Today is weigh-in day! I always look forward to this day. Well, sometimes I look forward to this day. Today I weighed 253.2 pounds which is a 2 pound weight loss for this week and 18.6 pounds lost total. Slowly, slowly, slowly . . .
The mindfulness is absolutely key to my slow and steady progress. I have to know what I've eaten today, how much I'm eating, and when I'm eating. I need to listen to my body - whether it's hungry or satisfied. When I'm keyed into my body, I'm telling you - the food part is easy. I've eaten French fries, I've eaten chips, I've eaten ice cream . . .I eat the things I love to eat but I think about it while I'm doing it. (And I don't eat those things every day.) It's such a different experience from 3 months ago when I sat on the couch and just numbed out while consuming an entire bag of Doritos. I don't measure calories exactly but I do keep a loose idea in my head about how much I'm eating. And the no snacking after 8pm (except on fruit) probably has a lot to do with the significant progress I've made in the last two weeks. And maybe it's no coincidence that I've been meditating these past two weeks, too.

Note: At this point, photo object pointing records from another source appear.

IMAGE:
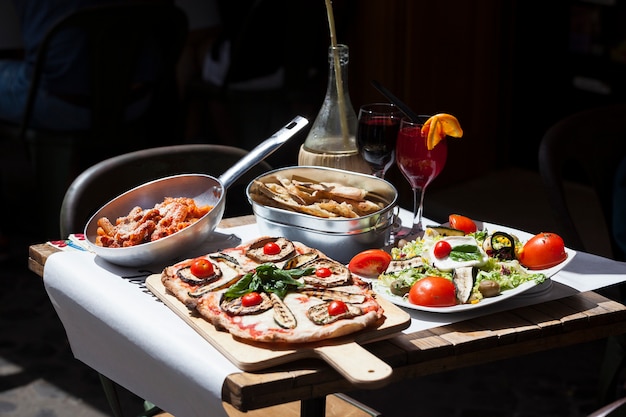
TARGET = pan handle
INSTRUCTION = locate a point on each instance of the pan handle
(262, 151)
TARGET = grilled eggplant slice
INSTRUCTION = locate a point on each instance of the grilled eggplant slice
(300, 260)
(319, 314)
(463, 279)
(340, 274)
(329, 294)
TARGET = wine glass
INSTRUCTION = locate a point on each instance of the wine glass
(418, 165)
(377, 131)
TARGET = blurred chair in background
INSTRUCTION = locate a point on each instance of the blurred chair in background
(129, 65)
(591, 145)
(267, 63)
(588, 145)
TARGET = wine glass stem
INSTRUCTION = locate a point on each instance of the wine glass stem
(418, 206)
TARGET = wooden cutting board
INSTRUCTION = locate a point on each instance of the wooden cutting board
(345, 353)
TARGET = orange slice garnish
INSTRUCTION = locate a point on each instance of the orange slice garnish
(438, 126)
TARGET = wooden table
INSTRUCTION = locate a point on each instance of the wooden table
(576, 319)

This morning I set my alarm for the time I actually wanted to get up and it worked! I was able to get out of bed an hour early.
And in meditation news, today I meditated in the car while waiting for my therapy appointment. I did a Sat Nam meditation, which translates to Truth and Name . . .or Truth is my name . . .Here's some more information on the meditation if you're interested. Basically, I inhaled chanting the word "Sat" in my mind - breathing up from my toes through the crown of my head and I exhaled chanting the word "Nam" in my mind - breathing back down again. I loved it. I noticed the colors changing behind my eyelids as the sun ducked in and out of the clouds.